Recently, Spanish security forces seized 9.5 tons of cocaine that were hidden in a shipment that came from the South American country.

Drug traffickers are implementing new methods to illegally transport large quantities of drugs. Recently, Spanish security forces seized 9.5 tons of cocaine hidden in a shipment of 1,080 boxes of bananas and plantains from Ecuador.

The shipment is the largest seized by Spain to date and was intended to be sold throughout Europe. Spanish police said in a statement, "This operation was an unprecedented blow to one of the world's most important criminal organizations in the distribution of cocaine, targeting Europe's major criminal networks."

An opportunity for drug traffickers

Ecuador is the largest exporter of bananas globally, distributing about 30% of the world's bananas and transporting approximately 7.2 tons per year by sea. However, the South American country is also one of the largest producers of cocaine — along with Colombia and Peru. Therefore, drug traffickers saw an opportunity to smuggle the drugs in the fruit containers.

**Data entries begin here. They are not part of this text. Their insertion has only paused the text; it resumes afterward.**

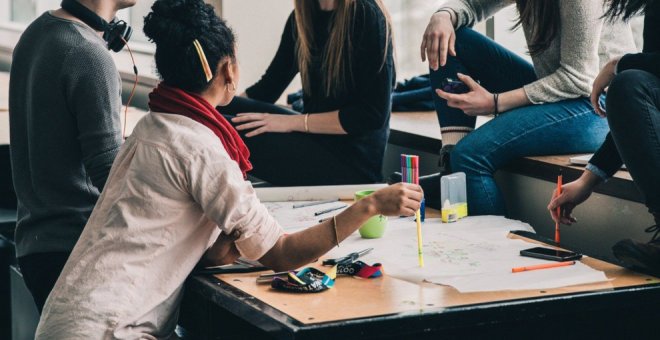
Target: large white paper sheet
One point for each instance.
(471, 255)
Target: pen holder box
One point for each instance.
(453, 195)
(375, 226)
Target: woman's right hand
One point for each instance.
(439, 39)
(572, 194)
(401, 199)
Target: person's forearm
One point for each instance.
(321, 123)
(298, 249)
(511, 100)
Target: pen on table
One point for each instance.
(559, 184)
(309, 204)
(329, 210)
(348, 258)
(542, 266)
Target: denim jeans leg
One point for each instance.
(495, 67)
(633, 100)
(565, 127)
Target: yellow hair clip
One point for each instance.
(202, 59)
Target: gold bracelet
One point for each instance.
(334, 226)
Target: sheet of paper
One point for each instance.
(313, 193)
(300, 218)
(471, 255)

The bananas, which are destined for Europe, are harvested and packaged in the same field where they were planted. The boxes are then loaded into trucks that move them to some warehouses in Guayaquil, the Ecuadorian capital. Subsequently, they are placed in larger shipping containers in ports.

Currently, less than 30% of the containers that leave Ecuador by sea are properly reviewed and inspected. This process is done with drug detection dogs or by authorities manually.

The country plans to implement a more sophisticated form of drug detection, including the installation of scanners in the containers. The plan is expected to be operational by mid-2024.